Terjadi kesepakatan. Berarti, dengan RAB 54 juta Pak Mandor sudah mendapatkan keuntungan. Pak Mandor berdendang riang ketika keluar dari rumah Pak RW. Ia pun menuju warung kopi langganannya untuk bertemu dengan kolega, rekanan dalam bebagai proyek yang ditangani Pak Mandor.

“Dul, aku ada proyek perbaikan selokan kampung ini. Nilai proyeknya 50 juta. Kamu berani nawar berapa?” tanya Pak Mandor kepada temannya.

“Seperti yang sudah-sudah saja Pak Mandor, ambil 20% buat Pak Mandor!” kata Dul, teman Pak Mandor.

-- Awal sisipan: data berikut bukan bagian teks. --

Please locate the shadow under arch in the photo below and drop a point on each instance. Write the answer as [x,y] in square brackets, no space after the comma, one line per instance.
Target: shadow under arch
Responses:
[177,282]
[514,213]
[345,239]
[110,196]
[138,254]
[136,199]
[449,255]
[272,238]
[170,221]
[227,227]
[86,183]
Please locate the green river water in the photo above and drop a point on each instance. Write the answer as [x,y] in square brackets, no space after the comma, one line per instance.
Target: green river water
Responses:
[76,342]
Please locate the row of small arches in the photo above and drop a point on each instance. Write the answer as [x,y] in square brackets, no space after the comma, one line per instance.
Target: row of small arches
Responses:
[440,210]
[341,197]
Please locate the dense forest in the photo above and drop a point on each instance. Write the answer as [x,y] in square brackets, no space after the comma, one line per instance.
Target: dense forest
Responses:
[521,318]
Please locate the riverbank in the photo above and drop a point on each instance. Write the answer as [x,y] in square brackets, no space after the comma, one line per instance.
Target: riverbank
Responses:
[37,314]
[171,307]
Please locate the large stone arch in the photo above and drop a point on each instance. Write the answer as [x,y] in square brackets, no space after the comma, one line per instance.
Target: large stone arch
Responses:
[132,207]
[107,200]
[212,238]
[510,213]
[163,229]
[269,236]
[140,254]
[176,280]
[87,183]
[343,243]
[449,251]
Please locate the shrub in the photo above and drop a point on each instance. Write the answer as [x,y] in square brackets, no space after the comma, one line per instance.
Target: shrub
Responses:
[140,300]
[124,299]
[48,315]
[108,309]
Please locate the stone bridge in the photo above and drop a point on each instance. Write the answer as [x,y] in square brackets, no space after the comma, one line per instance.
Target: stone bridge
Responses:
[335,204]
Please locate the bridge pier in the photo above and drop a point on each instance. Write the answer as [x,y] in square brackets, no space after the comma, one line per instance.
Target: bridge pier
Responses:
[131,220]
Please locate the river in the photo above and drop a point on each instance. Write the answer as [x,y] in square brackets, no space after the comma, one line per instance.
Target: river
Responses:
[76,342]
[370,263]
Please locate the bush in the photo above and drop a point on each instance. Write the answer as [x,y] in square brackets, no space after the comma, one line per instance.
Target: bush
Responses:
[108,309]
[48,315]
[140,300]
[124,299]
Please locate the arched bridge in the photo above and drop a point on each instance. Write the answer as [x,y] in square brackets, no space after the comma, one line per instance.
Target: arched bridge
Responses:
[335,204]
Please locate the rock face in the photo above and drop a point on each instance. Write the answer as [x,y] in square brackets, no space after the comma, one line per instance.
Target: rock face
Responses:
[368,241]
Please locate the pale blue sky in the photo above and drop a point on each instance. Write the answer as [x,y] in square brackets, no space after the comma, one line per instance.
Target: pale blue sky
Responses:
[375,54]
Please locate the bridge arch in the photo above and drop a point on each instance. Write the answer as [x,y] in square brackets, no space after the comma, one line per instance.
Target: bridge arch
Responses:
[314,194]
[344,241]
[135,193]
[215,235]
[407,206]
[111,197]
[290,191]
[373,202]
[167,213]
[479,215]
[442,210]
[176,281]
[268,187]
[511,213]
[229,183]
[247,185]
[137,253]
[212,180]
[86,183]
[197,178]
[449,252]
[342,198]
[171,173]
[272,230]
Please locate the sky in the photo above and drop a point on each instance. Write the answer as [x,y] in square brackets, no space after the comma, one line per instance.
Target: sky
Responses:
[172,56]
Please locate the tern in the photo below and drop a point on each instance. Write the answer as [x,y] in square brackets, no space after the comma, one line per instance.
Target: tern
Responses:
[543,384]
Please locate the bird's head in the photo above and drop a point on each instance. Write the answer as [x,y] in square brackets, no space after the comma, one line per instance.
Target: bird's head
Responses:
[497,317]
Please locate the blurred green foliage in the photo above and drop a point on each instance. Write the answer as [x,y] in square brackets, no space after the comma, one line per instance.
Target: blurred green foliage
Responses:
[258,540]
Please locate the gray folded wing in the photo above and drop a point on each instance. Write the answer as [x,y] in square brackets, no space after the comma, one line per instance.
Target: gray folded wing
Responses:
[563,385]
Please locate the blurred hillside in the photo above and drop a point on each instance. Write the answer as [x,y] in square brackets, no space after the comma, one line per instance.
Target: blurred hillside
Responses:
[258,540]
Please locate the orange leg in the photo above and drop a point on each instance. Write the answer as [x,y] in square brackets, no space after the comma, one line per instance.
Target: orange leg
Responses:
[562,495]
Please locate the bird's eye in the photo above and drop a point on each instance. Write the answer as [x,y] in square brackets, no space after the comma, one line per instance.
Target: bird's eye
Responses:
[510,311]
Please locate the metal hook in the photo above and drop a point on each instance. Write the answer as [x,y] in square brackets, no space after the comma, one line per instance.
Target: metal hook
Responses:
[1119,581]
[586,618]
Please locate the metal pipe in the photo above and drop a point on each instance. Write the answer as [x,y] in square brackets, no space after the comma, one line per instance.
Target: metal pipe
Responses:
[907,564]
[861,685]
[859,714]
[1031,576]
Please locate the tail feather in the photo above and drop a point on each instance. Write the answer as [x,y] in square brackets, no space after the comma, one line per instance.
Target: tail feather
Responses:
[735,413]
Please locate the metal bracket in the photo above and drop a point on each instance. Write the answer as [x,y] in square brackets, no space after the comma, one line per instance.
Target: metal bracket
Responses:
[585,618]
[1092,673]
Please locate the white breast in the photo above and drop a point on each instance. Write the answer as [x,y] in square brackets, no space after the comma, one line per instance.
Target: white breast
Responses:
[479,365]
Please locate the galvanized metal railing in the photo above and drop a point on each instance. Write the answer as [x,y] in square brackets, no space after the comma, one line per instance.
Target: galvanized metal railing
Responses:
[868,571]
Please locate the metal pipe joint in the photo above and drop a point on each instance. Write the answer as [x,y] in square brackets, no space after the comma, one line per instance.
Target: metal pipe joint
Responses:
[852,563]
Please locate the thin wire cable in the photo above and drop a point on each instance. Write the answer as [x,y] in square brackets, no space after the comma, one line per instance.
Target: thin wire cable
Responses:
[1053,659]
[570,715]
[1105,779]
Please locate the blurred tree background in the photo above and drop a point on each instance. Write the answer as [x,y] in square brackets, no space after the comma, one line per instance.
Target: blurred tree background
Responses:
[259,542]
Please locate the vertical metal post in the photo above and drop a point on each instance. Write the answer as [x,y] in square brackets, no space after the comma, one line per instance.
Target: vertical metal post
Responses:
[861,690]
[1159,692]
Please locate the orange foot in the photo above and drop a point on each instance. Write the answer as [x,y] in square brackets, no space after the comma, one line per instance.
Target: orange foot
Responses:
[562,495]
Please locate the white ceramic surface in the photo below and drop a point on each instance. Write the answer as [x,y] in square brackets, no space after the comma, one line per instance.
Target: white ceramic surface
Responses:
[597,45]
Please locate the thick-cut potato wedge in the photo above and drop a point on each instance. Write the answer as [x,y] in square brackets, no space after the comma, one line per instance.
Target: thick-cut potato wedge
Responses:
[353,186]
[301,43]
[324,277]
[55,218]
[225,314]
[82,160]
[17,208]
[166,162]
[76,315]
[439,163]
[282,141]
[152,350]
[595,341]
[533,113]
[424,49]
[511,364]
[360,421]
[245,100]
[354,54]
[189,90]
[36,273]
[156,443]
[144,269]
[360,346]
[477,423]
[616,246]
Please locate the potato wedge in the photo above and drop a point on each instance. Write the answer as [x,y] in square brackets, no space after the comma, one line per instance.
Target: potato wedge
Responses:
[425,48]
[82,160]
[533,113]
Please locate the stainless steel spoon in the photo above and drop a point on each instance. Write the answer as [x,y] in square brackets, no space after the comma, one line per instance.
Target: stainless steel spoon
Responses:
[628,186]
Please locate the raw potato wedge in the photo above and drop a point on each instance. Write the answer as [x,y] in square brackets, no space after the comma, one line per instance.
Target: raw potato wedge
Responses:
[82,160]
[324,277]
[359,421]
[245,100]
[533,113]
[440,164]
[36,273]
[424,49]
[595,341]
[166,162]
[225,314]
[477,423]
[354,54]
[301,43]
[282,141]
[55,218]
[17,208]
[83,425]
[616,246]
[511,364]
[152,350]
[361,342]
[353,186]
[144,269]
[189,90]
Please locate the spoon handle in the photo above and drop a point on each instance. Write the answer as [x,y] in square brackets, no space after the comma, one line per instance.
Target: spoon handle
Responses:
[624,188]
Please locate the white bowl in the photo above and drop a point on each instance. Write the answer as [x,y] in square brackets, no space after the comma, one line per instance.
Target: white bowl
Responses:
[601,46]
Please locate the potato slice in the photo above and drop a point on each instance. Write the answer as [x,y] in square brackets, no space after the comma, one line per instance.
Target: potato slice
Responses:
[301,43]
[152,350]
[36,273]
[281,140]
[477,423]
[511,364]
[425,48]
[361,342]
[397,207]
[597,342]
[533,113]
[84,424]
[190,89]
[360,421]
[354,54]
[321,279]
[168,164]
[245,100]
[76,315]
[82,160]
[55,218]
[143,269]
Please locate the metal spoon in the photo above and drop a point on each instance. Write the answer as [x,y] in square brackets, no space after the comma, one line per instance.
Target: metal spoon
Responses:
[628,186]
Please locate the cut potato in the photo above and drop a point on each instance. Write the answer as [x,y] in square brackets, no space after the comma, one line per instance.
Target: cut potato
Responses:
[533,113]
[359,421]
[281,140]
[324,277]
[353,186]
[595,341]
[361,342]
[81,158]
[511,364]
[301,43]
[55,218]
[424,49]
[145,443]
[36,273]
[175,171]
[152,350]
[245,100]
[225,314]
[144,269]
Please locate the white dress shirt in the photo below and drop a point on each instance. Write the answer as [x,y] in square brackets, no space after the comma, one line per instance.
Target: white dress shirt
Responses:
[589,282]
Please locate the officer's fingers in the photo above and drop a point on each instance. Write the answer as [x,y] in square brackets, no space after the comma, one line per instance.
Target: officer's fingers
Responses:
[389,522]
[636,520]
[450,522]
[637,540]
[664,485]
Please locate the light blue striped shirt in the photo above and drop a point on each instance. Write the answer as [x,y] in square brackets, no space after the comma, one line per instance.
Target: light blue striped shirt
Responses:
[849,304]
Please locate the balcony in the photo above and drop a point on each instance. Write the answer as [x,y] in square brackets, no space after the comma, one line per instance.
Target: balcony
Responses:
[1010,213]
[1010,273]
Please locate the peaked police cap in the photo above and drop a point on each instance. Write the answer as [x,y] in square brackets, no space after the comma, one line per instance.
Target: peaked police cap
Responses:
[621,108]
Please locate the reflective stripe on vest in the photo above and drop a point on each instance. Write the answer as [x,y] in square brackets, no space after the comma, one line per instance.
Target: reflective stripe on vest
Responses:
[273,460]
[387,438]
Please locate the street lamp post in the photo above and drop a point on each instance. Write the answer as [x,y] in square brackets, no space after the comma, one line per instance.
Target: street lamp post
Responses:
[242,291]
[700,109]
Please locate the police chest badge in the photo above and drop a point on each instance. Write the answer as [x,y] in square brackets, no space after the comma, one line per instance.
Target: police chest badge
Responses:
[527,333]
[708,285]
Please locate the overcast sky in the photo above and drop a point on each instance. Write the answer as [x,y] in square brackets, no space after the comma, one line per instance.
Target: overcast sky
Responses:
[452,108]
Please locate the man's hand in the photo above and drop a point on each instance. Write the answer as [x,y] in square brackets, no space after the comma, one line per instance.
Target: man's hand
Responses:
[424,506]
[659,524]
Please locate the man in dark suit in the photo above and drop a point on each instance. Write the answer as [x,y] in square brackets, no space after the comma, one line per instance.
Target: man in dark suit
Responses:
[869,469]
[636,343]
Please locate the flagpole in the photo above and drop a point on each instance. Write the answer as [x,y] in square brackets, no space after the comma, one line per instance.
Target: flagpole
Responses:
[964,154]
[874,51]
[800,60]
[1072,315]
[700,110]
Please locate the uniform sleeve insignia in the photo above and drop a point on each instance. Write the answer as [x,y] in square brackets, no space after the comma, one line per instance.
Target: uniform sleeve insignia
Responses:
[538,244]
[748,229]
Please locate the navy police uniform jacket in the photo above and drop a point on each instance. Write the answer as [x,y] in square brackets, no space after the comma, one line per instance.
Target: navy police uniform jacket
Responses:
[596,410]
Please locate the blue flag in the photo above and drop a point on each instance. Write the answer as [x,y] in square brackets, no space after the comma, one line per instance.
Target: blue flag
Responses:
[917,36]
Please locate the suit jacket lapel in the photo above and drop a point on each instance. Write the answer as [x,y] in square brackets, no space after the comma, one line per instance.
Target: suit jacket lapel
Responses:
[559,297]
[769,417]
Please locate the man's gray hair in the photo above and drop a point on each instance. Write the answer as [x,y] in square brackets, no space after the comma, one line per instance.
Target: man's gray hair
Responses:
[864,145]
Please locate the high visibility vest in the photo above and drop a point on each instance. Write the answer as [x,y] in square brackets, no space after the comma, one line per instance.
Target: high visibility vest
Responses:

Terjadi kesepakatan. Kini, Dul akan memperbaiki selokan dengan RAB 40 juta. Dul bersiul membayangkan keuntungan yang akan diambilnya.

Sebulan kemudian, perbaikan selokan selesailah sudah. Dul lapor ke Pak Mandor, kemudian Pak Mandor lapor ke Pak RW.

Sepulang Pak Mandor dari rumah Pak RW, mendung tebal menggelayut di langit. Awan hitam tidak mampu menahan uap air yang mulai jenuh. Tidak lama setelah terdengar petir menggelegar, turunlah hujan yang sangat lebat. Air seperti tumpah dari langit, meluap mencari tempat yang rendah. Selokan yang baru saja diperbaiki Dul mulai bekerja menampung air yang melimpas dari jalananan. Semakin besar dan semakin deras. Pelan tapi pasti, pasangan batu kali selokan terkikis, terlepas dari ikatannya. Begitu seterusnya hingga hujan terhenti. Selokan  di jalan utama Kampung Sukamiskin rusaknya lebih parah dari keadaan sebelumnya.

Seminggu setelah peristiwa hujan lebat itu, berkerumun para pemuda Kampung Sukamiskin di depan rumah Pak RW. Mereka membentangkan spanduk, berteriak dengan lantang menggunakan toak milik musholla : ADILI PAK RW! PAK RW KORUPTOR! GANTUNG KORUPTOR! BERSIHKAN DESA SUKAMISKIN DARI SARANG KORUPTOR!

Di dalam rumah, Pak RW menggigil ketakutan menyaksikan keberingasan para pemuda. Ia bersembunyi di balik lemarinya. Istri Pak RW menghampirinya.

“Benar yang mereka tuduhkan ke bapak?” tanya istrinya. Pak RW mengangguk pelan dengan mata terpejam. Ia malu bersitatap mata dengan istrinya.

“Gelang yang ibu pakai itulah salah satu hasilnya!” sela Pak RW. “Juga sepeda anak kita!”

Mestinya juga makanan dan minuman yang dikonsumsi oleh keluarga Pak RW, ada hasil korupsi. Darahnya, juga darah anak dan istrinya telah tercemar virus korupsi. Dan jika darah di otak sudah bersemayam virus korupsi, maka akan berpotensi lahirnya generasi baru seorang koruptor.

Putuskan rantai penyebaran virus korupsi : jangan berikan harta hasil korupsi untuk menghidupi anak dan istri!

Note :
Artikel ini menjadi juara dalam Anti Korupsi – Blogpost Competition yang diselenggarakan oleh ceritainspirasi.net.